Linda Ango merupakan wanita kelahiran Sanggau, 56 tahun yang lalu. Ango adalah sosok perempuan pekerja keras. Kiprahnya dalam bidang sosial membuat dirinya dikenal banyak masyarakat. Dia juga pernah menyalonkan diri sebagai anggota legislatif tahun 2014. Namun kesempatan duduk di kursi rakyat itu belum memihak kepadanya.
Sejak
usia 15 tahun, Ango sudah akrab dengan kesibukan. Ia kerap membantu sang ayah
yang bekerja sebagai kontraktor dan membantu ibunya dalam usaha kelontong. “Jadi
saat itu saya sudah terbiasa menjalankan usaha serta menjadi kontraktor. Ketika
sudah mulai dewasa, saya meneruskan kerjaan papa dan mengembangkan usaha ibu.
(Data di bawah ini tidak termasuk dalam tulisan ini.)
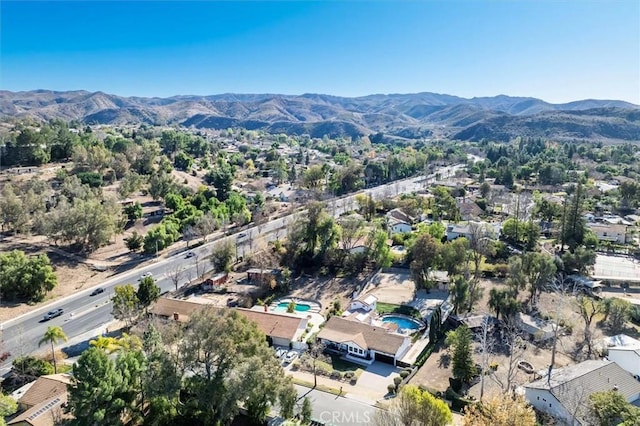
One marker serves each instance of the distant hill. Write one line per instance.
(407, 116)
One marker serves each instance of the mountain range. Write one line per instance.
(404, 116)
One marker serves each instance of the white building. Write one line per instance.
(625, 351)
(609, 232)
(362, 342)
(565, 396)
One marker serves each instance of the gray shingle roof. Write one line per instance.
(573, 385)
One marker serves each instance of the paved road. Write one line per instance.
(83, 312)
(334, 410)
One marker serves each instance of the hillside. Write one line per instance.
(402, 115)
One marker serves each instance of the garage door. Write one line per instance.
(384, 358)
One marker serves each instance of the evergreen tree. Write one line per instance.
(463, 366)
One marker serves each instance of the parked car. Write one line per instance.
(290, 356)
(52, 314)
(97, 291)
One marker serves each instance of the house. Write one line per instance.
(42, 404)
(537, 329)
(367, 304)
(362, 342)
(470, 230)
(262, 275)
(280, 329)
(625, 351)
(215, 282)
(468, 208)
(609, 232)
(565, 394)
(398, 222)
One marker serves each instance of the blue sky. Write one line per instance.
(555, 50)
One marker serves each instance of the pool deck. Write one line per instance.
(315, 307)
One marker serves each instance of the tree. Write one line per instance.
(423, 255)
(500, 411)
(227, 362)
(452, 256)
(23, 277)
(134, 242)
(610, 408)
(133, 211)
(617, 314)
(148, 292)
(175, 275)
(13, 216)
(222, 256)
(53, 335)
(125, 303)
(307, 410)
(540, 269)
(414, 407)
(94, 395)
(8, 406)
(459, 291)
(588, 308)
(460, 341)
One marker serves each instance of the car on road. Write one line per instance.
(97, 291)
(52, 314)
(290, 356)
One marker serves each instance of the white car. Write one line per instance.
(290, 356)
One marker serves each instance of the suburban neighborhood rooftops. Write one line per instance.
(46, 387)
(366, 336)
(275, 325)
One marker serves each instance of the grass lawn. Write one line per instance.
(390, 308)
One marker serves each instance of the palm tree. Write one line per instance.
(53, 335)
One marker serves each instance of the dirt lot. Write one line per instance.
(326, 290)
(396, 288)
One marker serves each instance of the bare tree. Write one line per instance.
(175, 274)
(588, 308)
(513, 346)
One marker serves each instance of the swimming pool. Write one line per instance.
(300, 307)
(404, 323)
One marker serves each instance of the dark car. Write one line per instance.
(52, 314)
(97, 291)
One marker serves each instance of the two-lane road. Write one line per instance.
(83, 312)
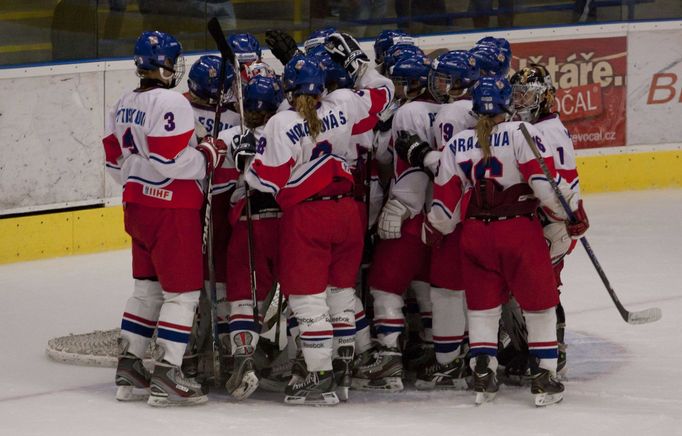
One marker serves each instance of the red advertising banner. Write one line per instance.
(589, 75)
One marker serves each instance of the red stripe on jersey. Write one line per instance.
(112, 149)
(532, 167)
(278, 176)
(379, 100)
(169, 147)
(568, 175)
(170, 325)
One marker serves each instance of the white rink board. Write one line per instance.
(53, 116)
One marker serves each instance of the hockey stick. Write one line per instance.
(227, 53)
(639, 317)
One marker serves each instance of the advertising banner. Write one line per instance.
(589, 75)
(655, 87)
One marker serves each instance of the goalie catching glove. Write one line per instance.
(411, 148)
(391, 219)
(282, 45)
(345, 50)
(214, 151)
(243, 149)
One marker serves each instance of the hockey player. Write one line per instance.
(489, 180)
(150, 149)
(303, 161)
(533, 100)
(400, 257)
(261, 99)
(451, 77)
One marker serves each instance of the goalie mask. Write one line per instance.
(532, 93)
(159, 51)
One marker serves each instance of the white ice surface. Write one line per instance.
(622, 380)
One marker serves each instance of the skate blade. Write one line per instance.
(458, 384)
(164, 401)
(248, 386)
(131, 393)
(484, 397)
(327, 399)
(542, 400)
(387, 384)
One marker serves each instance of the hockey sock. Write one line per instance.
(423, 295)
(449, 323)
(483, 327)
(388, 317)
(363, 338)
(341, 302)
(244, 329)
(141, 315)
(175, 324)
(312, 314)
(542, 343)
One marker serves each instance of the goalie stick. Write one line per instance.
(638, 317)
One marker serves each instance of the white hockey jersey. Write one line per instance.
(559, 140)
(149, 146)
(512, 163)
(293, 166)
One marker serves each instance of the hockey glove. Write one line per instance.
(577, 228)
(391, 219)
(243, 149)
(411, 148)
(430, 235)
(345, 50)
(214, 151)
(281, 44)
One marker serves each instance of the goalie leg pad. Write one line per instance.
(175, 324)
(314, 323)
(141, 315)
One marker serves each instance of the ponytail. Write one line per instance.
(484, 128)
(306, 106)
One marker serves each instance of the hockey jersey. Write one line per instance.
(293, 166)
(149, 147)
(512, 162)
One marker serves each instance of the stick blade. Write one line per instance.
(645, 316)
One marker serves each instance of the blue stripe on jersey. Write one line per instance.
(137, 329)
(544, 353)
(160, 160)
(173, 336)
(440, 205)
(140, 179)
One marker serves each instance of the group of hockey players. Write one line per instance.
(413, 174)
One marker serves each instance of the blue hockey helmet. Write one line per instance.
(262, 94)
(306, 76)
(398, 52)
(336, 76)
(158, 50)
(492, 60)
(452, 74)
(387, 39)
(246, 47)
(492, 96)
(412, 73)
(315, 41)
(203, 79)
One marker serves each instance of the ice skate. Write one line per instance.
(485, 380)
(383, 373)
(546, 389)
(317, 389)
(343, 371)
(443, 376)
(169, 387)
(132, 379)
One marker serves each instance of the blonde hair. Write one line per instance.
(306, 106)
(484, 128)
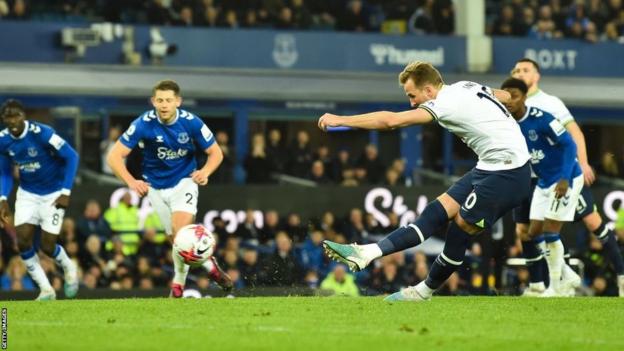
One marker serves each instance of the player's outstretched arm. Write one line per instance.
(215, 157)
(380, 120)
(6, 185)
(115, 160)
(581, 151)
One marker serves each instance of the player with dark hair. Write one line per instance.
(559, 182)
(47, 167)
(529, 71)
(169, 137)
(499, 182)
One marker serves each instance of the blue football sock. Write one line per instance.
(451, 258)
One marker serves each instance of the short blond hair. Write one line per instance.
(421, 73)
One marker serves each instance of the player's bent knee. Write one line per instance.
(467, 227)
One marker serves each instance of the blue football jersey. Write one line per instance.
(552, 149)
(168, 149)
(46, 162)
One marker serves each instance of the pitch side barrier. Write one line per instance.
(102, 43)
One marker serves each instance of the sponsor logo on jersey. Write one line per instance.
(537, 156)
(533, 135)
(164, 153)
(183, 138)
(29, 167)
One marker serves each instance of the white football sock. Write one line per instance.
(423, 290)
(180, 269)
(555, 261)
(63, 260)
(37, 274)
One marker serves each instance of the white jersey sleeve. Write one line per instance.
(472, 112)
(552, 105)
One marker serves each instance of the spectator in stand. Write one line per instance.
(353, 18)
(311, 254)
(276, 152)
(300, 155)
(545, 27)
(270, 228)
(399, 9)
(105, 146)
(340, 282)
(257, 163)
(340, 164)
(249, 267)
(225, 173)
(608, 165)
(322, 154)
(282, 268)
(615, 27)
(186, 17)
(323, 13)
(318, 174)
(371, 163)
(92, 223)
(284, 19)
(92, 255)
(210, 17)
(295, 229)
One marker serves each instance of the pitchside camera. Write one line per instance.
(80, 39)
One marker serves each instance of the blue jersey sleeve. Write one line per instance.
(557, 134)
(133, 134)
(67, 153)
(6, 176)
(202, 134)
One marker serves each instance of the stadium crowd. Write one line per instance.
(114, 250)
(590, 20)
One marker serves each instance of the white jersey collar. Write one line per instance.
(24, 132)
(526, 114)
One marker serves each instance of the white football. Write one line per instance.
(194, 244)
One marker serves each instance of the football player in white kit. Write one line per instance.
(528, 71)
(499, 182)
(168, 136)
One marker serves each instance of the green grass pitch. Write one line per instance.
(318, 323)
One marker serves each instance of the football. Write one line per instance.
(194, 244)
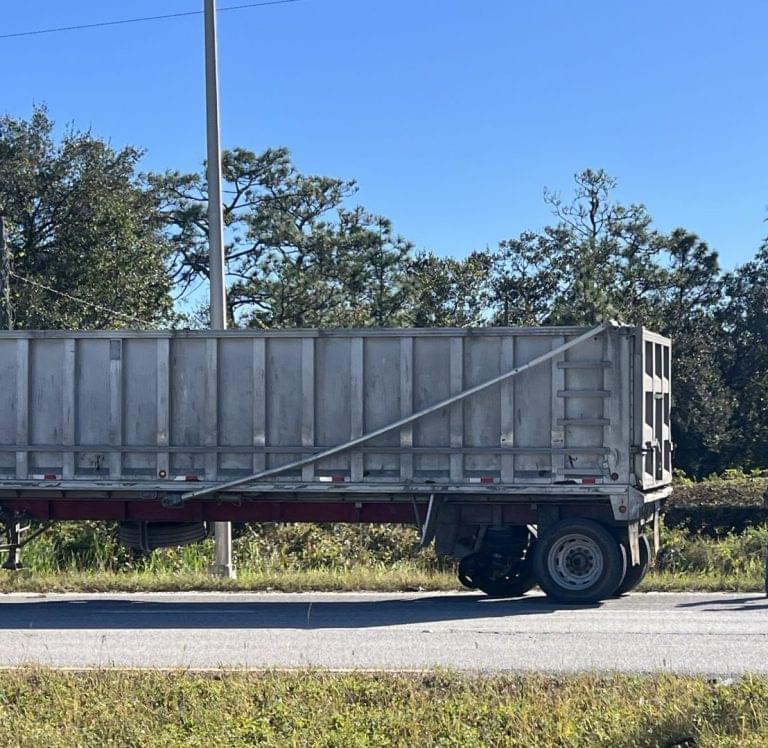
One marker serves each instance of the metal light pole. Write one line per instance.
(222, 530)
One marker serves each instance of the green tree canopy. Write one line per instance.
(85, 239)
(296, 254)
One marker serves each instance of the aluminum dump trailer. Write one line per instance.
(532, 455)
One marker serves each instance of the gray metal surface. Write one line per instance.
(715, 634)
(128, 407)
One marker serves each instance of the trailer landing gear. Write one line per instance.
(16, 537)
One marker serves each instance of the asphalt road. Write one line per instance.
(715, 634)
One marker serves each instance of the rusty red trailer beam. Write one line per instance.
(196, 511)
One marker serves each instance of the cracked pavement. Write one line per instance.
(710, 633)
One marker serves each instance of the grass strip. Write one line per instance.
(402, 579)
(130, 708)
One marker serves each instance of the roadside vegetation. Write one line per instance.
(56, 708)
(713, 539)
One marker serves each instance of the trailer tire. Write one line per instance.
(578, 561)
(635, 574)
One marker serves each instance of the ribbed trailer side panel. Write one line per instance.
(216, 406)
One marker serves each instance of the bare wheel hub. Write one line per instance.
(575, 561)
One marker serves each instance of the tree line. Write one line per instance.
(94, 243)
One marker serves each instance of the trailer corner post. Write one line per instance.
(218, 316)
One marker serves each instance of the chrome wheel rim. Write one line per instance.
(575, 562)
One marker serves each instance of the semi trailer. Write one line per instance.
(532, 455)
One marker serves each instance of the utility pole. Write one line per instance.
(222, 530)
(5, 276)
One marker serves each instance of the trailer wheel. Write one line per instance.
(635, 574)
(578, 561)
(478, 571)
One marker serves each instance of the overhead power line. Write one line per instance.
(143, 19)
(82, 302)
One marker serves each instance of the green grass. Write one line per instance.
(309, 708)
(86, 556)
(293, 558)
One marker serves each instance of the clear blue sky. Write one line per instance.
(452, 114)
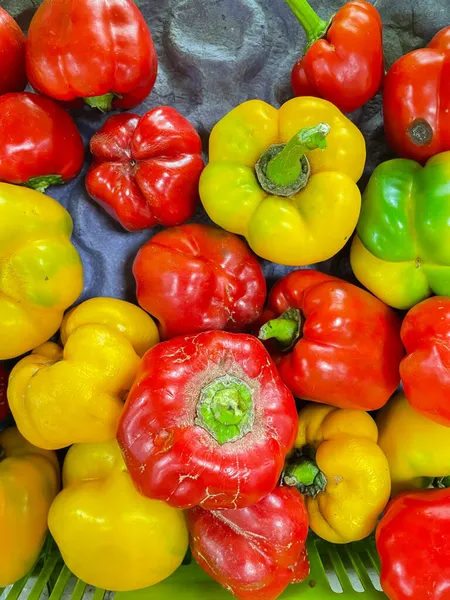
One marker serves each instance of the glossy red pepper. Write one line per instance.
(334, 343)
(146, 169)
(4, 407)
(207, 422)
(40, 143)
(98, 50)
(413, 542)
(13, 77)
(425, 371)
(416, 101)
(253, 552)
(197, 277)
(343, 61)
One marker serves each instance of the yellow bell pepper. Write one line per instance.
(64, 396)
(40, 271)
(108, 534)
(417, 449)
(29, 481)
(296, 204)
(341, 470)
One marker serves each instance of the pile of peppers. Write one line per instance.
(206, 418)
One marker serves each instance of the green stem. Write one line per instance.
(286, 329)
(40, 184)
(304, 474)
(441, 482)
(103, 103)
(283, 169)
(315, 27)
(225, 409)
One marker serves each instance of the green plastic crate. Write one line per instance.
(348, 571)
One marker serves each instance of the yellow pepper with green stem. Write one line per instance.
(108, 534)
(286, 179)
(61, 396)
(341, 471)
(40, 271)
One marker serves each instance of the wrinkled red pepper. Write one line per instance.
(416, 102)
(4, 406)
(195, 278)
(146, 169)
(113, 62)
(207, 422)
(13, 77)
(425, 371)
(40, 143)
(255, 552)
(333, 342)
(413, 542)
(343, 61)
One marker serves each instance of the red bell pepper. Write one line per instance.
(40, 143)
(334, 343)
(13, 77)
(146, 169)
(343, 61)
(253, 552)
(413, 542)
(4, 406)
(98, 50)
(207, 422)
(425, 371)
(195, 278)
(416, 102)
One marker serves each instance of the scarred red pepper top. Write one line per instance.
(207, 422)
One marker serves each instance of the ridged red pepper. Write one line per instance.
(343, 61)
(4, 407)
(98, 50)
(207, 422)
(195, 277)
(40, 144)
(13, 77)
(416, 102)
(146, 169)
(425, 371)
(255, 552)
(413, 542)
(334, 343)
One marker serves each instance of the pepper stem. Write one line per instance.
(225, 409)
(103, 103)
(40, 184)
(304, 474)
(441, 482)
(315, 27)
(283, 169)
(286, 329)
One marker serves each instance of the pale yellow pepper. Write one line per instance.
(306, 225)
(108, 534)
(341, 470)
(61, 396)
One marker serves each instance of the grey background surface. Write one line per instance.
(213, 55)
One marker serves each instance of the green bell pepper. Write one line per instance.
(401, 252)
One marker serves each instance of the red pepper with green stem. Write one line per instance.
(207, 422)
(98, 50)
(253, 552)
(333, 342)
(416, 102)
(413, 542)
(13, 77)
(343, 60)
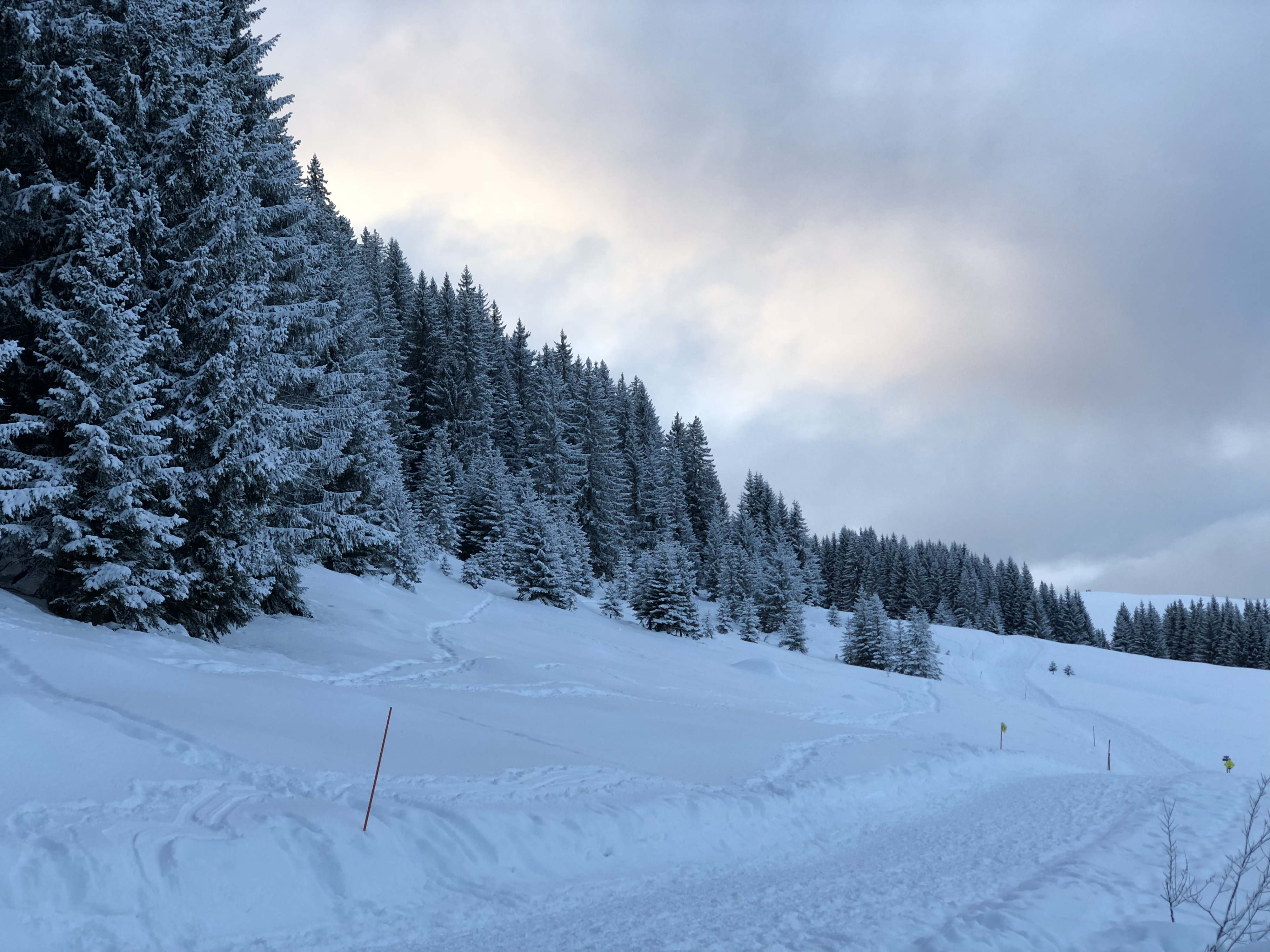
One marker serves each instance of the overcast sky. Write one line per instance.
(991, 274)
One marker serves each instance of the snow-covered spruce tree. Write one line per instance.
(1151, 631)
(944, 615)
(866, 643)
(535, 558)
(87, 491)
(486, 503)
(358, 508)
(1125, 637)
(227, 276)
(110, 543)
(612, 605)
(662, 591)
(436, 498)
(601, 498)
(793, 630)
(472, 574)
(918, 652)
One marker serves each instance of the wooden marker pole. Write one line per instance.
(368, 821)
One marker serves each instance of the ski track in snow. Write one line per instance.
(963, 850)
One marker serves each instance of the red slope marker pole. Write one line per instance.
(365, 823)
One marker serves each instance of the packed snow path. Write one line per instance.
(559, 781)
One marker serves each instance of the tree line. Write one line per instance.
(1226, 633)
(211, 380)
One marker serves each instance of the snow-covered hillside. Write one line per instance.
(556, 781)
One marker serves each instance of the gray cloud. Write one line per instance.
(993, 274)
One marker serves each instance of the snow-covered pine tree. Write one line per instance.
(920, 656)
(90, 515)
(601, 496)
(946, 616)
(612, 605)
(793, 629)
(227, 276)
(866, 643)
(534, 559)
(486, 503)
(1125, 637)
(1036, 620)
(356, 502)
(472, 574)
(662, 591)
(435, 494)
(1151, 634)
(109, 544)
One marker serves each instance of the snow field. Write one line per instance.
(557, 780)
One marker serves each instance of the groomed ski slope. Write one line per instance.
(561, 781)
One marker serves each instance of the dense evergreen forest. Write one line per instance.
(210, 380)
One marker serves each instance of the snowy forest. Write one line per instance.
(210, 380)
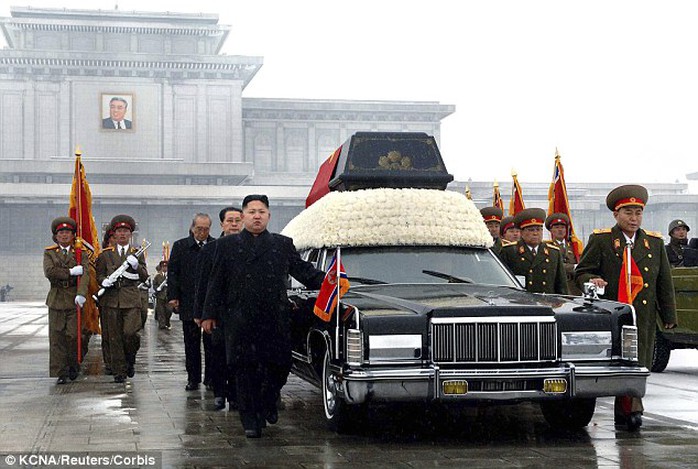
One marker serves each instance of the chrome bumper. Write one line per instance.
(426, 384)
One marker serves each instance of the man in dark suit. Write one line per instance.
(117, 112)
(181, 291)
(247, 291)
(601, 264)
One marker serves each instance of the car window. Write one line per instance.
(406, 264)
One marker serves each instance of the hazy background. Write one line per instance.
(611, 84)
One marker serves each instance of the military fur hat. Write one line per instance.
(630, 195)
(491, 214)
(677, 224)
(63, 223)
(529, 217)
(557, 219)
(122, 221)
(507, 222)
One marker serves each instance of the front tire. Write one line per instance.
(662, 353)
(341, 417)
(571, 414)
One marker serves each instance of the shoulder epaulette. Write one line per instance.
(602, 230)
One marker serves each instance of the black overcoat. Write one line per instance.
(247, 290)
(182, 274)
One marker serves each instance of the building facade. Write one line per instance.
(191, 144)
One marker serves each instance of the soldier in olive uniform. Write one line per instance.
(601, 264)
(559, 224)
(121, 302)
(509, 231)
(63, 271)
(163, 311)
(541, 263)
(678, 234)
(493, 218)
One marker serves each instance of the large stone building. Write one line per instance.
(194, 143)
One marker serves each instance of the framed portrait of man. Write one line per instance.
(117, 111)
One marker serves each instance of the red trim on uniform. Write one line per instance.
(629, 201)
(531, 222)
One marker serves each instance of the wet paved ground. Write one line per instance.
(152, 414)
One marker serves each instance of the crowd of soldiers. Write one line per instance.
(553, 267)
(234, 290)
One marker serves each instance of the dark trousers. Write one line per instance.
(258, 389)
(223, 376)
(63, 341)
(124, 325)
(192, 352)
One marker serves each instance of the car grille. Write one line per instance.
(500, 340)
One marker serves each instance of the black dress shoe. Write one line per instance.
(634, 421)
(272, 416)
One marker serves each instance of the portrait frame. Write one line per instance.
(128, 122)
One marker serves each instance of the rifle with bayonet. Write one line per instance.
(119, 272)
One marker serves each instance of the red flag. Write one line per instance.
(559, 203)
(516, 204)
(630, 282)
(321, 185)
(497, 197)
(80, 210)
(331, 290)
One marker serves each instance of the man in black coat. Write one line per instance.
(247, 291)
(181, 291)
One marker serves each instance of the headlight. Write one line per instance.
(586, 345)
(395, 347)
(629, 343)
(355, 346)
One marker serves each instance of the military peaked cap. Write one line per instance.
(557, 219)
(677, 224)
(122, 221)
(491, 214)
(507, 222)
(529, 217)
(63, 223)
(630, 195)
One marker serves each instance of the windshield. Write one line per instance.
(423, 264)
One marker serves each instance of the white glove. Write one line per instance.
(80, 300)
(132, 261)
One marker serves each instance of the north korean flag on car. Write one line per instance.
(333, 288)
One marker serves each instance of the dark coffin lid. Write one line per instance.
(391, 160)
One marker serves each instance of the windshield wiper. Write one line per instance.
(367, 281)
(449, 277)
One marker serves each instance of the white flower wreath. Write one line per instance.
(389, 217)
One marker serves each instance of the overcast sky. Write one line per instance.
(613, 85)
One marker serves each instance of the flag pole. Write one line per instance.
(78, 247)
(339, 278)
Saya bergerak di bidang pengadaan, kontraktor, dagang, bahkan hal itu terus
berlanjut hingga sekarang,” ujar dia.
Di
usianya saat ini, Ango ingin lebih banyak berbuat untuk masyarakat. “Saya
merasa saat ini anak sudah bisa meneruskan usaha. Saya percayakan kepada
mereka. Ketika mereka ada kesulitan, mereka harus bisa berpikir bagaimana
menyelesaikannya, tentu saja mendiskusikannya kepada saya. Saya kasih kebebasan,
sebab jalan sudah saya buka,” jelasnya sembari mengatakan, di usianya sekarang,
Ango ingin mengajak perempuan untuk turun lapangan demi kesejahteraan
masyarakat Kalbar.
Ango,
merupakan pimpinan dari Persatuan Organisasi Tionghoa (Perwati). Organisasi
tersebut didirikan pada tahun 2013, tepatnya tanggal 21 Desember. Alasannya
mendirikan Perwati berangkat dari kepeduliannya terhadap masyarakat yang
membutuhkan. “Saya melihat ada banyak masyarakat yang sangat membutuhkan
bantuan. Selama ini orang memberikan bantuan lebih banyak ke panti-panti.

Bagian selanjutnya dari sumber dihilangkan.